When bracketing exposure, camera exposes 3 shots, 1 correct, 1 under & 1 over exposed.
With the iso bracketing the camera just adjusts the shutter speed/aperture to get the correct exposure so all shots are correctly exposed.
Frustrating.

Dave.

Invicta
30th January 2008, 09:16 PM
I wouldn't.
When bracketing exposure, camera exposes 3 shots, 1 correct, 1 under & 1 over exposed.
With the iso bracketing the camera just adjusts the shutter speed/aperture to get the correct exposure so all shots are correctly exposed.
Frustrating.

Dave.

Not sure what happened and I haven't been able to test but the manual on page 51 states: ISO Bracketing. The camera automatically takes pictures at a different ISO sensitivity with the shutter speed and aperature value fixed.

R MacE
30th January 2008, 09:16 PM
Thats correct but what way does it do it?

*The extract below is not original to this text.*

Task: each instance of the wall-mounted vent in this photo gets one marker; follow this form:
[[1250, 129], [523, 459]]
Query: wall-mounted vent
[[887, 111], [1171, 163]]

If you wanted to lock the aperture and allow the iso bracket to adjust the shutter speed would you shoot in A or S?

The other thing is that you only actually take 1 shot but the camera creates 3 files at different iso ratings. I tried in A mode and it the exif gives the same shutter speed and aperture for all 3 shots, the only difference is in the recorded iso.

art frames
30th January 2008, 09:21 PM
Dave

When you bracket exposure does it take all three with one shutter press or do you have to take three shots?

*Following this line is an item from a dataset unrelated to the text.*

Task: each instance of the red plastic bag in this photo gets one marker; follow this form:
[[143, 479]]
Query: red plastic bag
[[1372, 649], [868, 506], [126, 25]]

I was doing adjustment manually today using the +/- button and wheel but it would be far better to get it automatically if it is simple. I find the manual very little help on technique, it just says how things operate so sorry if this si a dumb question.

Peter.

sapper
30th January 2008, 10:05 PM
Dave

When you bracket exposure does it take all three with one shutter press or do you have to take three shots?

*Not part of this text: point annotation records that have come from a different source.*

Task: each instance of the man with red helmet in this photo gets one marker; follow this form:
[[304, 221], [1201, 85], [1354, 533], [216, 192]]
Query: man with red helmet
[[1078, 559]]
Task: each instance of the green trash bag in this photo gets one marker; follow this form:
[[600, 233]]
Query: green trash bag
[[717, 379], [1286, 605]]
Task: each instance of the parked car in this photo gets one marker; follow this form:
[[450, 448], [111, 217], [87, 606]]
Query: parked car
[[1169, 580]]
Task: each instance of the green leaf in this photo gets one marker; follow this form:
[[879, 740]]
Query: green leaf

I was doing adjustment manually today using the +/- button and wheel but it would be far better to get it automatically if it is simple. I find the manual very little help on technique, it just says how things operate so sorry if this si a dumb question.

Peter.
Peter.
You have to take three shots. First time I did it I expected the camera to take three shots and came back dissapointed.
What a learning curve!
Dave.

Ijay37
30th January 2008, 10:45 PM
Peter.
You have to take three shots. First time I did it I expected the camera to take three shots and came back dissapointed.
What a learning curve!
Dave.

Sorry to disagree :o but you have to set the camera to sequential shooting as well as setting the bracketing you require, it will then take 3 or 5 shots with one press of the shutter button, and it is very fast
John

Jim Ford
31st January 2008, 09:49 AM
Sorry to disagree :o but you have to set the camera to sequential shooting as well as setting the bracketing you require, it will then take 3 or 5 shots with one press of the shutter button, and it is very fast
John

But it seems that you can't use the IR remote control when you use sequential shooting - which means if you're manually pressing the shutter you could inadvertently move the camera between shots, which is not what you'd want with HDR.

Jim Ford

Ijay37
31st January 2008, 02:34 PM
But it seems that you can't use the IR remote control when you use sequential shooting - which means if you're manually pressing the shutter you could inadvertently move the camera between shots, which is not what you'd want with HDR.

Jim Ford

Sorry again, I have no experience of the IR remote. Just a stab in the dark but could you make any use of the mirror lockup? The cable remote works OK but they are expensive and not all that long. Hope you find a solution.